A Multicenter, Multinational, Observational Morquio A Registry Study (MARS)

study id #: NCT02294877

condition: Mucopolysaccharidosis IV Type A, Morquio A Syndrome, MPS IVA

status: Recruiting

purpose:

The objectives of this program are: to characterize and describe the Mucopolysaccharidosis IV type A (MPS IVA) population as a whole, including the heterogeneity, progression, and natural history of MPS IVA; to evaluate the long-term effectiveness and safety of Vimizim®, including, but not limited to, the occurrence of serious hypersensitivity reactions, anaphylaxis, and changes in antibody status; to help the medical community with the development of recommendations for monitoring MPS IVA patients and reports on patient outcomes to optimize patient care; to collect data on other treatment paradigms, and evaluate the prevalences of their use and their effectiveness; to characterize the effects and safety of Vimizim treatment 5 years from enrollment in the Registry for patients under 5 years of age; to monitor pregnancy exposure, including maternal, neonatal, and infant outcomes; and to monitor patients who have completed the MOR-005 and MOR-007 clinical trials. These patients will be encouraged to enroll in the applicable Registry Substudy and will be monitored using the MOR-005 and MOR-007 assessment schedules, respectively.

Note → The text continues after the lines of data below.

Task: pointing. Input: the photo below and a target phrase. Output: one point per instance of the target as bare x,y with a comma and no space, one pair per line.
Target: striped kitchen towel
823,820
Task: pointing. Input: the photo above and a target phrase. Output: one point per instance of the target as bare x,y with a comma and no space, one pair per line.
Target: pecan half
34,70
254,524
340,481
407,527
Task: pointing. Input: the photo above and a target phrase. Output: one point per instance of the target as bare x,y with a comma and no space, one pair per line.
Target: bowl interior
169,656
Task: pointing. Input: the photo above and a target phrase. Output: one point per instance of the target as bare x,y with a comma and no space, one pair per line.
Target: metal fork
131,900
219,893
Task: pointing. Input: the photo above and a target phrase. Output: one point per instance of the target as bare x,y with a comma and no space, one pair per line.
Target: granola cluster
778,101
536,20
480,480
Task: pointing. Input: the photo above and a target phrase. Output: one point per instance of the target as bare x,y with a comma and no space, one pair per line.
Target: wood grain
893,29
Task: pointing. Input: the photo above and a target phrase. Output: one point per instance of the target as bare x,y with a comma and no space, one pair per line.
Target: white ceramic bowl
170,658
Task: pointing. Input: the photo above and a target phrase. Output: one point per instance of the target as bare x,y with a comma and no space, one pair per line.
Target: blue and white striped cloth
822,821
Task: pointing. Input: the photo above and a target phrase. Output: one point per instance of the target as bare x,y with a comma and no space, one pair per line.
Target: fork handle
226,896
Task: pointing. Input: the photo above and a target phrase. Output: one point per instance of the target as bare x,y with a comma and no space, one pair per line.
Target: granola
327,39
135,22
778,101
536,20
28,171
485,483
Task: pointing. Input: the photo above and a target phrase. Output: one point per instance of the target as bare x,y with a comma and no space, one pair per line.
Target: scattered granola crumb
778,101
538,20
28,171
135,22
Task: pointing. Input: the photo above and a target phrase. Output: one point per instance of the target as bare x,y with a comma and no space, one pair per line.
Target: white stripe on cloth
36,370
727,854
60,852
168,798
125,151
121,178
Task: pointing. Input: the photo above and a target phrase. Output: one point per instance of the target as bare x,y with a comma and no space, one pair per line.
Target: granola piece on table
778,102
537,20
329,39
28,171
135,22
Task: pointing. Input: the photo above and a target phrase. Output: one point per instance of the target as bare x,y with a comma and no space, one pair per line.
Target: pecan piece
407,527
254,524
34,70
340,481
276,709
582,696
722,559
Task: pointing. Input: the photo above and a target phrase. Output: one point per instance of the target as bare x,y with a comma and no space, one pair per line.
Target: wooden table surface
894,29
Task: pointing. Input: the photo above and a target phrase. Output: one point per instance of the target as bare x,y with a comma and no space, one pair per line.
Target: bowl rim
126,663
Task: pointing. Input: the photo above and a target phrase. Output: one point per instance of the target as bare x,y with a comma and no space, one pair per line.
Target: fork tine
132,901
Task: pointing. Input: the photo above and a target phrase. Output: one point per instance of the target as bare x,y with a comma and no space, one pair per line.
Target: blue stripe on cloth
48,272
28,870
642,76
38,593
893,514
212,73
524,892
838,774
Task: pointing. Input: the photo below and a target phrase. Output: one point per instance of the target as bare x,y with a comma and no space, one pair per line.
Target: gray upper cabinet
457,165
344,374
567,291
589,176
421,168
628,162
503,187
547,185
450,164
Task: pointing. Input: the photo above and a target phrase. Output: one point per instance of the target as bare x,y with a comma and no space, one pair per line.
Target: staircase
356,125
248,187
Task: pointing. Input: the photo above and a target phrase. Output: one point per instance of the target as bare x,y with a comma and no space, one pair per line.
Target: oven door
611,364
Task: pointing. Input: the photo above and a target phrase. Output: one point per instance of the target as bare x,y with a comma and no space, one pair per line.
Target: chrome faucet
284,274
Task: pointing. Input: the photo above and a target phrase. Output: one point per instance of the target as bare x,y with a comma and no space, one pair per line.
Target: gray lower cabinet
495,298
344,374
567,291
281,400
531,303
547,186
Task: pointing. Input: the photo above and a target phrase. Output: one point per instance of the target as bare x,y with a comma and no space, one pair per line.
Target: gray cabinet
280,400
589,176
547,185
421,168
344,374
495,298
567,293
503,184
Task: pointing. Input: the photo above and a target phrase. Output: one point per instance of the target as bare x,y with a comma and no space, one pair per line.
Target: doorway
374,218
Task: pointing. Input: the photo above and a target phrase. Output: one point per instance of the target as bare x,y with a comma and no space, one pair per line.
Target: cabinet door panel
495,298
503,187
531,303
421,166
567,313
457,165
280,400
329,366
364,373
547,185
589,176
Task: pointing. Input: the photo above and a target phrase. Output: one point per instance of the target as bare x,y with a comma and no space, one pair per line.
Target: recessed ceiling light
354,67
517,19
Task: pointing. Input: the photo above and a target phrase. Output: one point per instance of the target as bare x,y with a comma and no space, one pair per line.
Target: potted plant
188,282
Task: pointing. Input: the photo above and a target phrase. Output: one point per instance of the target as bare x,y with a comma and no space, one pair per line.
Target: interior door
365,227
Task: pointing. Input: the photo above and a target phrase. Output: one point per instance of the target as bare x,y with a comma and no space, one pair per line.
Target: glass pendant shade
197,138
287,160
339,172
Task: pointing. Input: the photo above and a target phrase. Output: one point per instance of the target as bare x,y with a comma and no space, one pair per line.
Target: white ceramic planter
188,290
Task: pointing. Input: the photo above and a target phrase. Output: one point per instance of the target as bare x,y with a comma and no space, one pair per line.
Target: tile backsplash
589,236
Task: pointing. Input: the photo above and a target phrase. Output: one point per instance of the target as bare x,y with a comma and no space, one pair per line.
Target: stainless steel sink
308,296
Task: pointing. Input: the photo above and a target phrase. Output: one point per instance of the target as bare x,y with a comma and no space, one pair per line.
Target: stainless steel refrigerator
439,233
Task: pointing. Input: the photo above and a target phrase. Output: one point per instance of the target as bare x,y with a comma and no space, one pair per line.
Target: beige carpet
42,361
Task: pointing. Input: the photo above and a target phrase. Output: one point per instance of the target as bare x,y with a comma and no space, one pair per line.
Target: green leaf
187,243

intervention: Vimizim® (elosulfase alfa)

results: https://clinicaltrials.gov/ct2/show/results/NCT02294877

last updated: March 05, 2022

start date: September 2014

estimated completion: September 2024

last updated: July 30, 2021

size / enrollment: 583

study description: MARS is a multicenter, multinational, observational disease registry for patients diagnosed with Mucopolysaccharidosis Type IVA (MPS IVA). The Registry will collect medical history, and clinical and safety assessments every six months, for up to 10 years. The Registry will enroll and collect data on patients over a period of at least 8 years from the time of the first marketing approval globally and data on individual patients will continue to be collected for at least 2 years from the time the last patient was enrolled or until the Registry is completed.

These assessments are designed to further characterize the spectrum of clinical signs and symptoms of the disease, and to further characterize the safety profile of Vimizim in a broader population. It is not required that patients receive Vimizim to be eligible to participate in this Registry.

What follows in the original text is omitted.